House Speaker Mike Johnson is thwarting democratic government and violating the Constitution by refusing to swear in a new congresswoman from Arizona. Johnson must relent and give the oath of office to Adelita Grijalva.
More than a month ago, Grijalva, a Democrat, was elected by the voters of Arizona’s 7th district to go to Washington to replace her late father, Raúl Grijalva, in the House of Representatives. Those voters are still waiting, as in the interim Johnson has dodged calls to actually swear in and seat the congresswoman-elect among her new colleagues. This week, the state of Arizona was forced to sue Johnson in a bid to vindicate its electorate’s decision.

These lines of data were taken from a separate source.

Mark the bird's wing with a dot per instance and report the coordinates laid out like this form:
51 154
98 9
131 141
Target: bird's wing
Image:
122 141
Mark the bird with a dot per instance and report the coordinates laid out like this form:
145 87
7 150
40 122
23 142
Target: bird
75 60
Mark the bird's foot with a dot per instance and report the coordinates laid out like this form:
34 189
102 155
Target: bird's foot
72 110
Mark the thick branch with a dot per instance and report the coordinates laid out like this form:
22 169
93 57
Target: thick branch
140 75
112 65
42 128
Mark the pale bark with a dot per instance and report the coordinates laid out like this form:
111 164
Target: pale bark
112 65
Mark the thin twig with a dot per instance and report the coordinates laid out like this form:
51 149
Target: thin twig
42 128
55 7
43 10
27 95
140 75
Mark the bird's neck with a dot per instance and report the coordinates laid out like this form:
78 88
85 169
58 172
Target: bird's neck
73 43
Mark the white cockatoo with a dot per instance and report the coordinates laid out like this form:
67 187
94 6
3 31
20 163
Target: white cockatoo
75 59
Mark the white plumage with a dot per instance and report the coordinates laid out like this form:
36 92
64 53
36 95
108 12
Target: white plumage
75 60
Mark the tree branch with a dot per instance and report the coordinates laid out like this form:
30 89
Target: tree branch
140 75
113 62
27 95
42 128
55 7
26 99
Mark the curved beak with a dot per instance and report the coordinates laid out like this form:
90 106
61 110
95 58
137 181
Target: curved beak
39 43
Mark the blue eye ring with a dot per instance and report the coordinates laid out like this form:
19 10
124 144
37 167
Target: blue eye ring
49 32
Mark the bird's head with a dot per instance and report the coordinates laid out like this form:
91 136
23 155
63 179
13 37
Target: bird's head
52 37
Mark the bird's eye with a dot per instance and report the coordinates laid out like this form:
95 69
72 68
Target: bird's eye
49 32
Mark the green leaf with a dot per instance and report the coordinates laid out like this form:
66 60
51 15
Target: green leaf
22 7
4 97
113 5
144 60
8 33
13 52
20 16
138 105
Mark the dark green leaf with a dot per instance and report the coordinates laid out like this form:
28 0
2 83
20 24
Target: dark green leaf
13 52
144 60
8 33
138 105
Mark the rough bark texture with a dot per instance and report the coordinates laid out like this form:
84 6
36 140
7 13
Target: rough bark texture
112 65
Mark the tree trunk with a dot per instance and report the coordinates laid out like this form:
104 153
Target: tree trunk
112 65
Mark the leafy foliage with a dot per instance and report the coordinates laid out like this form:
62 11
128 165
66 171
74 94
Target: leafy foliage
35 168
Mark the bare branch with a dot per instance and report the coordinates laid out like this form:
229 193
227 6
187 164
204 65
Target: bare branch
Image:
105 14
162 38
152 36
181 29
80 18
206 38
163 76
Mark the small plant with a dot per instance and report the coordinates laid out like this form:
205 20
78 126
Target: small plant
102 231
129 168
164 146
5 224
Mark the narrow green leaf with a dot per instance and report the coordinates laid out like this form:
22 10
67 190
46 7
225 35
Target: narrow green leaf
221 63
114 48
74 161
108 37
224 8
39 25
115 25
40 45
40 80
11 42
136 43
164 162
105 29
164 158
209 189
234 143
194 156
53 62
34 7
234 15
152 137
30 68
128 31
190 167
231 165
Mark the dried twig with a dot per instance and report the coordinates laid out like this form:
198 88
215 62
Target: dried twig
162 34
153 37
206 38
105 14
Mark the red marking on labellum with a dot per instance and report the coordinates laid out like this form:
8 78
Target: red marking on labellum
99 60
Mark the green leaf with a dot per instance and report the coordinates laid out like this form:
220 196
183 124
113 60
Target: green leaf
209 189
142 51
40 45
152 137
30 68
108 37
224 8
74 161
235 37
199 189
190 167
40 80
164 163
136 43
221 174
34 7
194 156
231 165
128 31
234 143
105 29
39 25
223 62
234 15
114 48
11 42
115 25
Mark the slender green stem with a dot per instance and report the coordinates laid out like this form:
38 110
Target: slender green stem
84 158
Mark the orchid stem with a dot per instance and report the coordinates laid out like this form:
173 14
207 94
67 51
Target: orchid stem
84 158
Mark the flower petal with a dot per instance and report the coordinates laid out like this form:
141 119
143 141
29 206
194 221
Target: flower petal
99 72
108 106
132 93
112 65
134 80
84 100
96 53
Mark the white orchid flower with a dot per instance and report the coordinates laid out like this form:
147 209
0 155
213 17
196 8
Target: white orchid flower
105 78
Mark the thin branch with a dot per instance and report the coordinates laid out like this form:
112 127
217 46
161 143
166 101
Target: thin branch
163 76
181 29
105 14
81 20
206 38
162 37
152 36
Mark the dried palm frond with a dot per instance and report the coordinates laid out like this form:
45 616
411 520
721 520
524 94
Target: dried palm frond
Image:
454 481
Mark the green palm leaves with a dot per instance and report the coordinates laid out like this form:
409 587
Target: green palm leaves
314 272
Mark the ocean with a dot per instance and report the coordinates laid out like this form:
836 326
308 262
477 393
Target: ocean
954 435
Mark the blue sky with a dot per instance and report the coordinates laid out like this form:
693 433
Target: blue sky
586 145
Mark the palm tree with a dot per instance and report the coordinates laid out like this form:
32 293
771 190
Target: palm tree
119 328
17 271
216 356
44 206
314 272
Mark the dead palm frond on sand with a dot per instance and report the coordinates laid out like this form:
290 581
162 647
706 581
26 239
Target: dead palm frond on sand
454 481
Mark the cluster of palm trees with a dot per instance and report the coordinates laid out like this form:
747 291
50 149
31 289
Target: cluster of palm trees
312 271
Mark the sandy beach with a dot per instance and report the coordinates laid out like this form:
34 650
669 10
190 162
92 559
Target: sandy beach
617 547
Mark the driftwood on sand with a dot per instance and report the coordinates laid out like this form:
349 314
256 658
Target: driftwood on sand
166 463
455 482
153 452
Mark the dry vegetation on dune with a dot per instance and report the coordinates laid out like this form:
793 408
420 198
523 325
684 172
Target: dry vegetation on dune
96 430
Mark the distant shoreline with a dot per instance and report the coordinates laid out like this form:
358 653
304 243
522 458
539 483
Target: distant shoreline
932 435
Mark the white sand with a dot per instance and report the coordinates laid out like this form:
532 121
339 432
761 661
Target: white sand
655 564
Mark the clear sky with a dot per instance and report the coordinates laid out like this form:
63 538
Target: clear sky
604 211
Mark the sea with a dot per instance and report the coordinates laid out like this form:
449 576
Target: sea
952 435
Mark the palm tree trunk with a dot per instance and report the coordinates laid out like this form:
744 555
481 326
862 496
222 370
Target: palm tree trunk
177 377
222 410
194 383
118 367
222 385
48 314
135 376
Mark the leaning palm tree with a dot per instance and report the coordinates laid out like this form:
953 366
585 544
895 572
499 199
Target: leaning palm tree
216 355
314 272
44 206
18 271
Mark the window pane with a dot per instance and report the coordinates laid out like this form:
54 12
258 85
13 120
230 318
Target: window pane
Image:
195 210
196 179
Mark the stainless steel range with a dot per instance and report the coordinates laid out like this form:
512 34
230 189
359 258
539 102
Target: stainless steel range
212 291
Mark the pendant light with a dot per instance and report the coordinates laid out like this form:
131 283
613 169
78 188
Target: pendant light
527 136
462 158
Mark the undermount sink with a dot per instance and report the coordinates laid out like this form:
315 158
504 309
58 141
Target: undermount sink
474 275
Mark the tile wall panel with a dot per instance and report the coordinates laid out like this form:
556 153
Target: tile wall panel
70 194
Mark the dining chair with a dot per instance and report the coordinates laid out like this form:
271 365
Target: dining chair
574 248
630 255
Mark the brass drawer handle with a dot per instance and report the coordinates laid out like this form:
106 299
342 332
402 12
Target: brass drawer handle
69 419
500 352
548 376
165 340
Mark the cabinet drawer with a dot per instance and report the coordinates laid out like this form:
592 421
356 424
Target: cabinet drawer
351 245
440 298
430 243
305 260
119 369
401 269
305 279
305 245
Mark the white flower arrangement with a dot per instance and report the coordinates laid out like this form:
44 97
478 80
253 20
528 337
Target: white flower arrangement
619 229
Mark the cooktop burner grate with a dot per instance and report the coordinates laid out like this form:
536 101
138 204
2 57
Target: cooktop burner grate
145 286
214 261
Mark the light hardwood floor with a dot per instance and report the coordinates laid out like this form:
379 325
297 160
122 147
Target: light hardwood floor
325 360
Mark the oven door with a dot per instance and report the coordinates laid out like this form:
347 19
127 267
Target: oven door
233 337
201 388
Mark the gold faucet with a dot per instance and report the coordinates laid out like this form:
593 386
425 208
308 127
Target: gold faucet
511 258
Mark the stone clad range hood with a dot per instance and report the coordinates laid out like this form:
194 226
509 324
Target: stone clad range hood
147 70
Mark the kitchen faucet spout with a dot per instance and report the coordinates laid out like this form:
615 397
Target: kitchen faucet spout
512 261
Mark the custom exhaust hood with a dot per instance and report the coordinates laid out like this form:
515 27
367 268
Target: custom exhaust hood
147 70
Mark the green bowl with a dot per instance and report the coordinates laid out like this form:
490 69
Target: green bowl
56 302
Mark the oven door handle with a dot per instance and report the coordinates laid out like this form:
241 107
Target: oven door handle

We would ask what exactly it is that Johnson is hoping to achieve here, but it’s not exactly a secret. Grijalva has already announced that she intends to sign an existing bipartisan discharge petition to compel the House to release all of the Jeffrey Epstein investigative files in its possession, which would put the signatures at 218 — exactly the number it needs in order to go directly to a full floor vote even over the speaker’s objections.
Now, far be it from us to definitively say why the speaker seems so eager to use procedural tools to keep materials related to the now deceased famous pedophile, the nation’s most notorious child sex trafficker, out of public view, but none of the options are particularly good.
We will simply acknowledge that Epstein by all accounts had an extensive social circle and clientele of some of the world‘s most rich and powerful people, including Donald Trump, who palled around with the guy and was close enough to him to sign a cryptic and unsettling poem for the financier’s birthday.
This refusal to allow the people of Arizona their elected representation is just the latest in a series of maneuvers that appear designed to keep these documents away from prying eyes. In August, Johnson and other GOP leaders decided to abruptly adjourn the session ahead of schedule and have commandeered the Rules Committee, quite the effort to control the release of this information.
This is not how it works. It is not the decision of the House speaker whether to allow new members to join the legislative body; that decision rests in the hands of the district’s voters alone. The swearing in is an opportunity for the members to take their oaths of office, but the speaker’s role in it is meant to be only ceremonial. The federal judiciary, which so far has been intervening frequently to tamp down on the executive branch’s abuses of power, might here have to step in and chastise the other branch.
We know that judges don’t tend to like getting involved in the internal affairs of Congress, but in this instance, it’s really a matter of if the voters made a decision that matters and must be honored, and the answer is unequivocally yes.
The question of whether House leadership can simply choose to exclude a duly elected member has already been asked and answered by the U.S. Supreme Court in the 1969 decision of Powell vs. McCormack — that being Harlem’s own Rep. Adam Clayton Powell Jr., whom then-Speaker John McCormack had refused to seat. In a 7-1 decision, the court said McCormack could not, as Powell otherwise fulfilled all the requirements to join the body. So has Grijalva, and it’s time she took her spot among her colleagues; what she signs then is her decision, not Johnson’s.